Conventional Stenting Versus Direct Stenting in (Un)stable Angina Pectoris - CONVERTIBLE
The goal of the trial was to evaluate conventional stenting with direct stenting among patients undergoing percutaneous coronary intervention for single de novo lesions.
Patients Enrolled: 202
Mean Follow Up: 6 months
Mean Patient Age: Mean age 63 years
Mean Ejection Fraction: Mean 64% at baseline
Age ≥18 years with stable or unstable angina or a positive functional study with a planned PCI procedure of a single de novo lesion ≤13 mm long in a native coronary artery
Left ventricular ejection fraction <30%, acute MI in prior 3 days, platelet count <100,000 or >700,000 cells/mm3, white blood count of <3000 cells/mm3, presence of a moderately to severely tortuous vessel, presence of extremely calcified or thrombotic lesion, side branch >2.5 mm that would be covered by the stent, and ostial lesions within 2 mm of the origin.
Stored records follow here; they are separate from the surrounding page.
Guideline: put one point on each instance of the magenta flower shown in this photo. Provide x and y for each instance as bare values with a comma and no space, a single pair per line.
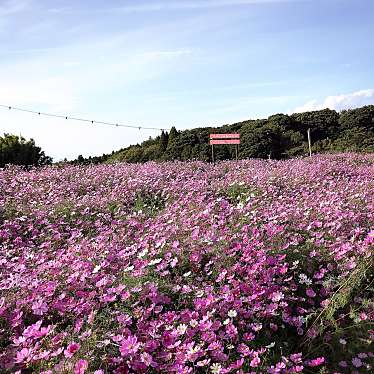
356,362
22,355
71,349
317,361
255,362
310,292
129,346
80,367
Minimum lumen diameter immediately following stent placement.
Procedural success rate (final in-stent stenosis at the target lesion ≤15%); major adverse cardiac events (MACE) free survival at 30 days and 6 months; IVUS measurements; FFR measurements; QCA measurements by core laboratory analysis; 6 months angiographic restenosis rate; and incidence of stent thrombosis, stent delivery failure, major dissections (type ≥C), and failure to achieve direct stenting (cross-over)
Patients with a single, de novo lesion in a native vessel were randomized to conventional stenting with pre-dilatation (n=101) or direct stenting (n=101). All patients were to receive the Medtronic BeStent2. Patients underwent repeat angiography at 6 months. A subset of patients also underwent follow-up IVUS.
Aspirin indefinitely (≥75 mg/day) and either ticlopidine (500 mg load and 250 mg twice daily) or clopidogrel (300 mg loadand 75 mg/day) for 14-28 days post-procedure.
Seven patients in the direct stent crossed over to pre-dilatation, with the remaining 94% undergoing direct stenting. Baseline clinical and angiographic characteristics were similar in the two treatment groups. The primary endpoint of post-procedural minimum lumen diameter did not differ by treatment group (2.79 mm for direct stent vs 2.76 for pre-dilatation, meeting the one-sided p-value for non-equivalence, p=0.0003). By IVUS, there was no difference by treatment group in minimum stent area (7.89 mm2 for direct stent vs 8.07 mm2 for pre-dilatation, p=0.69) or fractional flow reserve (0.92 in each group, p=0.97).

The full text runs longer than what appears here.